Following a steep S&P sell-off -- defined for these purposes by two consecutive drops of at least 1%, within a month of an all-time high -- DLTR stock has been outstanding. Specifically, after the last 10 pullbacks of this kind, Dollar Tree shares were higher one month later nine times, averaging a gain of 10.57%, according to data from Schaeffer's Senior Quantitative Analyst Rocky White.

Since touching a record peak of $116.65 on Jan. 31, DLTR has dropped with the broader equities market. However, the shares seem to have found support atop their 20-week moving average. At last check, the equity was 0.5% higher on the day, trading at $102.08. A similar 10.57% surge from current levels would place DLTR stock around $112.87 -- back above its 10-week moving average.

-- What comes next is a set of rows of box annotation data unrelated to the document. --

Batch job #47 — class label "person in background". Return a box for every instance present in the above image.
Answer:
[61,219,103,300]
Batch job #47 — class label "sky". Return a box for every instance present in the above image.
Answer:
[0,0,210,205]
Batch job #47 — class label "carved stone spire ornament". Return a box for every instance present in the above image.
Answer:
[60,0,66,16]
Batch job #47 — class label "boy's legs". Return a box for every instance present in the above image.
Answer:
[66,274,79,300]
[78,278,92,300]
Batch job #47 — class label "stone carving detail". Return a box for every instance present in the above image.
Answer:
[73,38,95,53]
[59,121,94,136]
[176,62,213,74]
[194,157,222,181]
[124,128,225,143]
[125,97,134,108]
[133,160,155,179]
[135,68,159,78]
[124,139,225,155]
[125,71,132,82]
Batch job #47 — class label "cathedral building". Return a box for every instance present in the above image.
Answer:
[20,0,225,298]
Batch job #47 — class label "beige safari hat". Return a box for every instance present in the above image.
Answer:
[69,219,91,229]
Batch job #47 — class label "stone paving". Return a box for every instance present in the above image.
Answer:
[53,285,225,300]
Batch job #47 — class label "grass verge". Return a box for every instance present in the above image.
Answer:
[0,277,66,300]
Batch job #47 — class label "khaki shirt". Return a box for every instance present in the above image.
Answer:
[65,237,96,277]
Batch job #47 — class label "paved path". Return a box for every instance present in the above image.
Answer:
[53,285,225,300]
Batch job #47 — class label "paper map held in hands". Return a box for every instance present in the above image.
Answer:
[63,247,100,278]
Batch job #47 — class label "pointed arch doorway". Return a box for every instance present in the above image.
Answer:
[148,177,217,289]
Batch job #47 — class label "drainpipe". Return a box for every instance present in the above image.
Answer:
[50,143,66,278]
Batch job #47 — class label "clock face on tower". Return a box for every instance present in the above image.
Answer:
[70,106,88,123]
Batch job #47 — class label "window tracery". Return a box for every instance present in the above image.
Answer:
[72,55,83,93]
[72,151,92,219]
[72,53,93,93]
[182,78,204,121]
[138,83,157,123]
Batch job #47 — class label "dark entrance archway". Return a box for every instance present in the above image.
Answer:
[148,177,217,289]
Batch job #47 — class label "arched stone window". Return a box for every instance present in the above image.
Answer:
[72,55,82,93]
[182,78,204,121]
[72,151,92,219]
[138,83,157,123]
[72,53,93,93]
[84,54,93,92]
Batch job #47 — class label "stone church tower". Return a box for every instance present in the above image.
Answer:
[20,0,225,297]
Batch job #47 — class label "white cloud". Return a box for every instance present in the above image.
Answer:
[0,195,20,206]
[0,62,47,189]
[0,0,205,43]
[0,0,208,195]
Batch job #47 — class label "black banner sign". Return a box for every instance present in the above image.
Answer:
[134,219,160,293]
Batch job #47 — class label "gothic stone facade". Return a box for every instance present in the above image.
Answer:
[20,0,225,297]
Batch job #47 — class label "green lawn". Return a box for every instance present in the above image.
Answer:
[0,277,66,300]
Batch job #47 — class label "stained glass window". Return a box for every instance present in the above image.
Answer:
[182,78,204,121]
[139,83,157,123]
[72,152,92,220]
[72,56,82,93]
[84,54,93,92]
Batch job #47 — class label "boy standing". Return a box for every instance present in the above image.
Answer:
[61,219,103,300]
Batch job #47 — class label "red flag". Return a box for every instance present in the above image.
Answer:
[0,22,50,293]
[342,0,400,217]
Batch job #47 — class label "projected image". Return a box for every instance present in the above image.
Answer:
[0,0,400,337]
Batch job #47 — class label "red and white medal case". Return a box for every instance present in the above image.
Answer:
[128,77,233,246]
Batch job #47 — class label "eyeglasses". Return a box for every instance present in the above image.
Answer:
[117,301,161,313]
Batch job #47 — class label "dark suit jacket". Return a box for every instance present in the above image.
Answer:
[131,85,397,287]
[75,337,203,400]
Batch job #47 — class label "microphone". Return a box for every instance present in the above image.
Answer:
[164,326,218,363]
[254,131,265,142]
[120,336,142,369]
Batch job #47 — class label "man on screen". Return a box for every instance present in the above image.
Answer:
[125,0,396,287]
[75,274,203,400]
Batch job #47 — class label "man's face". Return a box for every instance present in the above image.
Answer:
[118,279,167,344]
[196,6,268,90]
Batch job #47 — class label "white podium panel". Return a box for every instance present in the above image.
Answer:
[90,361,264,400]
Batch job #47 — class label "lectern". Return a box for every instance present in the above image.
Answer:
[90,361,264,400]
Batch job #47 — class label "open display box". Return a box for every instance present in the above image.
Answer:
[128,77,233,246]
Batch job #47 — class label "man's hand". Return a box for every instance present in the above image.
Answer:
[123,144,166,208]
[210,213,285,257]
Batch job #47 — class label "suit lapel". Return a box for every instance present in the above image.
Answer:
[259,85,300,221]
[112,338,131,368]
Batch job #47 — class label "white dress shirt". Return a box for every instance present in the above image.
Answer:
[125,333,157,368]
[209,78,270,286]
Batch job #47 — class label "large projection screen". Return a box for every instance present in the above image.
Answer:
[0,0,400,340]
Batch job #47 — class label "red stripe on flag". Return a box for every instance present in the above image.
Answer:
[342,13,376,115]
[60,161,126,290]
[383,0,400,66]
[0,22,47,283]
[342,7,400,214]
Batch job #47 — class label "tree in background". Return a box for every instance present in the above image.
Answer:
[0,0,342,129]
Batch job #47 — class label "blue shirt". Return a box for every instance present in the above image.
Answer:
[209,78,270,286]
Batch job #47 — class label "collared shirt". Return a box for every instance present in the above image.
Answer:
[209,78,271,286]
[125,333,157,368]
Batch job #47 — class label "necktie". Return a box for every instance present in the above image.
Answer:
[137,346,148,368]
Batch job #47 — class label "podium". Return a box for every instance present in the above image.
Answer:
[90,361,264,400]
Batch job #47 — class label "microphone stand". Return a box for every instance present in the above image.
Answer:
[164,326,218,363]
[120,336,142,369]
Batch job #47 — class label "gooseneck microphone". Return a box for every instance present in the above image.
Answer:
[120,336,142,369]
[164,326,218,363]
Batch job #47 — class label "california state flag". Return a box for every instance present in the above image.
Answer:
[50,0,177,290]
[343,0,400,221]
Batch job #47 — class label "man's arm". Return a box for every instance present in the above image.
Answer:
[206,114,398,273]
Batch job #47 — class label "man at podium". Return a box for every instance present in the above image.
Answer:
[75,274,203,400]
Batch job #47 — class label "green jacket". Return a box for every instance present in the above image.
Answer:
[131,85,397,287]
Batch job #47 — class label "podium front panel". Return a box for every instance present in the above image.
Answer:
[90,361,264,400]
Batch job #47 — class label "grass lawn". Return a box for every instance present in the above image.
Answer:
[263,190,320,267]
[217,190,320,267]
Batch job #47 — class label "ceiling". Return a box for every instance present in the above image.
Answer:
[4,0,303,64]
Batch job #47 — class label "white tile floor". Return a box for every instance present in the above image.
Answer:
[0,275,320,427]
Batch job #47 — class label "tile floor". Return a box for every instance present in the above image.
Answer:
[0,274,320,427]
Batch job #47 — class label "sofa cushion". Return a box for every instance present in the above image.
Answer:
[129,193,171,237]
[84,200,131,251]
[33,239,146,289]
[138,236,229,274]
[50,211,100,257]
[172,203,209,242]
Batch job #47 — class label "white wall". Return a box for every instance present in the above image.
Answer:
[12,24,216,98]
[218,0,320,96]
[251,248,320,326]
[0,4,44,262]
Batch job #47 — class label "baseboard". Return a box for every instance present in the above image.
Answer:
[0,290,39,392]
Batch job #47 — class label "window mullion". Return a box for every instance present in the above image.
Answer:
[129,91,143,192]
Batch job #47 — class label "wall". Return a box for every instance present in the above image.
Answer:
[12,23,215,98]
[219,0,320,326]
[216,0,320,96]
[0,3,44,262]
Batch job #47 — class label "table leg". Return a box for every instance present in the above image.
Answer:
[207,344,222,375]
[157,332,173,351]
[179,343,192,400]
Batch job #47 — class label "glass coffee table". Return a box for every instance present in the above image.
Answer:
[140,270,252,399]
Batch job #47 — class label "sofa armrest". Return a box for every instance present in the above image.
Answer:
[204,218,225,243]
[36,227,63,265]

Plus, an exodus of new options bears could add fuel to the security's fire. On the International Securities Exchange (ISE), Chicago Board Options Exchange (CBOE), and NASDAQ OMX PHLX (PHLX), the stock's 10-day put/call volume ratio of 1.37 is higher than two-thirds of all other readings from the past year. This indicates that options buyers have picked up Dollar Tree puts over calls at a much faster-than-usual pace during the past two weeks.

It should also be noted that DLTR has tended to reward option premium buyers. The stock's Schaeffer's Volatility Scorecard (SVS) stands at a lofty 98, indicating the shares have handily exceeded options traders' volatility expectations during the past year.